Le PSOE et le gouvernement Sanchez sortent en revanche renforcés de cette élection : le pari Illia, assez risqué, aura très bien fonctionné et permet au PSC de se présenter très clairement comme le leader du camp constitutionnel. Bien que confronté à des tensions de plus en plus graves avec Podemos et à des attaques récurrentes de la droite, Pablo Sanchez peut à priori tranquillement voir venir jusqu’à la fin de la législature grâce à l’enchainement de deux bonnes séquences : le vote positif du budget en fin d’année 2020 et, donc, la performance du PSC en Catalogne. Ce qui pourrait lui donner les coudées franches pour régler enfin la crise catalane mais cela implique la coopération de ERC qui, à l’heure où j’écris ces lignes, semble malheureusement davantage sur la voie de la formation d’un énième gouvernement indépendantiste plutôt que portée vers le choix de la responsabilité. Affaire à suivre…
difficile à comprendre pour un français qui ne connait de son histoire que le culte du centralisme initié en 987 et toujours d’actualité aujourd’hui ou les notions d’état, de nation, de collectivité et d’individualisme se mélangent gaillardement, se fondant sur un ancêtre commun soit disant gaulois.

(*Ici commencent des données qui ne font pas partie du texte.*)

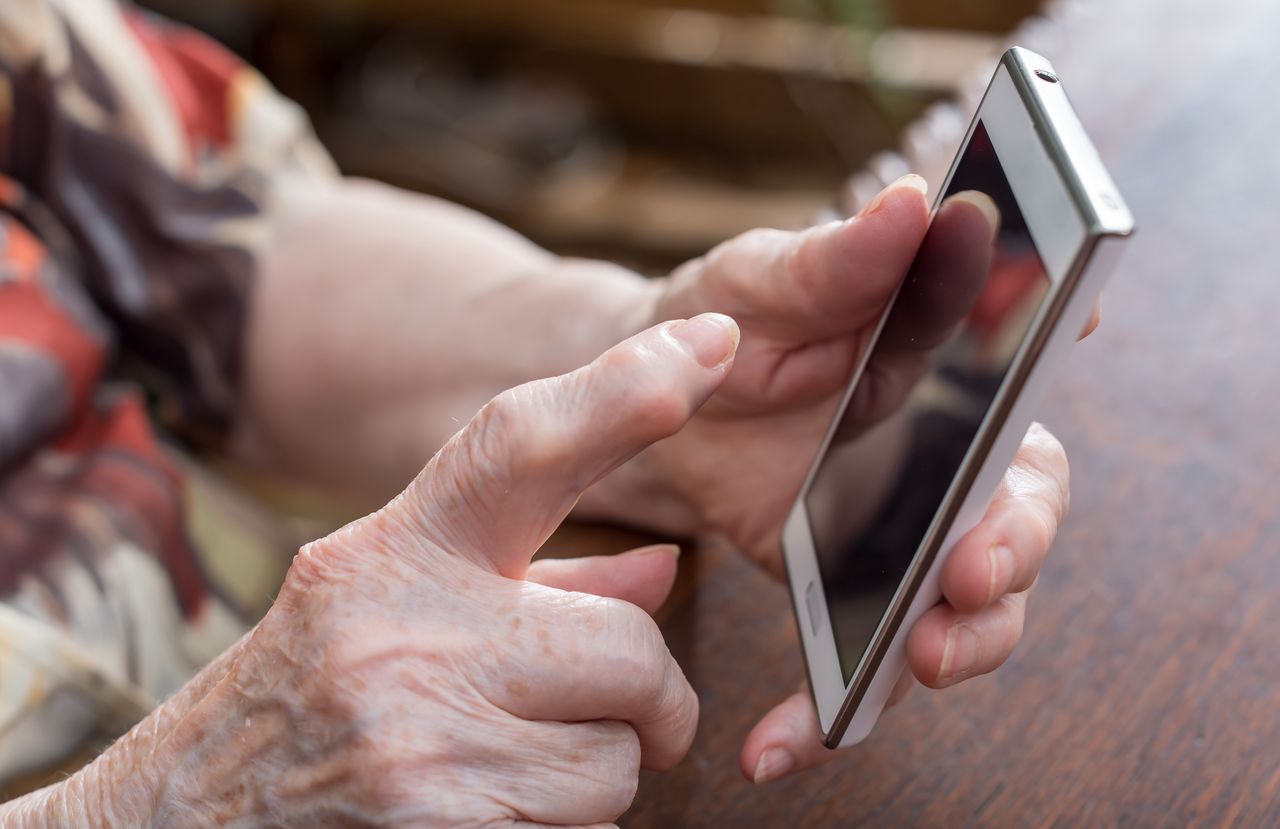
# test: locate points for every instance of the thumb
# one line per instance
(789, 738)
(499, 488)
(644, 577)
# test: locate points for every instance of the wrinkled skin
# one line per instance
(416, 671)
(807, 303)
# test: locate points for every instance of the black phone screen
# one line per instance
(950, 338)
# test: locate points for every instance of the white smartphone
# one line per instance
(947, 388)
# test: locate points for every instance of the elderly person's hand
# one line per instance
(807, 303)
(416, 671)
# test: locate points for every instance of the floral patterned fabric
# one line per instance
(140, 170)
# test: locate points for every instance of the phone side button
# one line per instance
(810, 600)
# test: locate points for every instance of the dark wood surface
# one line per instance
(1147, 690)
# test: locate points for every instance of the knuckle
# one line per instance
(616, 769)
(515, 431)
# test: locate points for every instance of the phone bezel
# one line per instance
(1069, 202)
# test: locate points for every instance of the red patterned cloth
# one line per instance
(140, 170)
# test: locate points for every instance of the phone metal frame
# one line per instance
(1075, 216)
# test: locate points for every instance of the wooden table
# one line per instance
(1147, 690)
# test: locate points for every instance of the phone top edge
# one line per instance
(1093, 191)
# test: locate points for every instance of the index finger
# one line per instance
(817, 284)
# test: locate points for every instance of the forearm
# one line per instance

Pourquoi l’indépendance de la Catalogne serait forcément mauvaise et les empires coloniaux bons? L’indépendance de la Slovaquie a- t-elle été une mauvaise chose et allez expliquer aux Estoniens, Lettons, Lituaniens que c’était mieux quand ils étaient Russes, et essayez de justifier que c’était mieux pour l’Europe! L’homme est né pour être libre et les peuples ont droit à l’autodétermination. C’est aux Catalans et à eux seuls de choisir leur destin!
Par ailleurs, ce droit est reconnu internationalement depuis 1945…
Visca la Republica catalana
La meilleure stratégie pour sauver l’Europe est de reconnaitre les diverses nationalités et d’aller vers les Etats Unis d’Europe.
Les élections catalanes renforcent les partis indépendantistes et c’est une bonne chose pour l’Europe.
Un catalan ne sera jamais un espagnol. Un écossais ne sera jamais un anglais.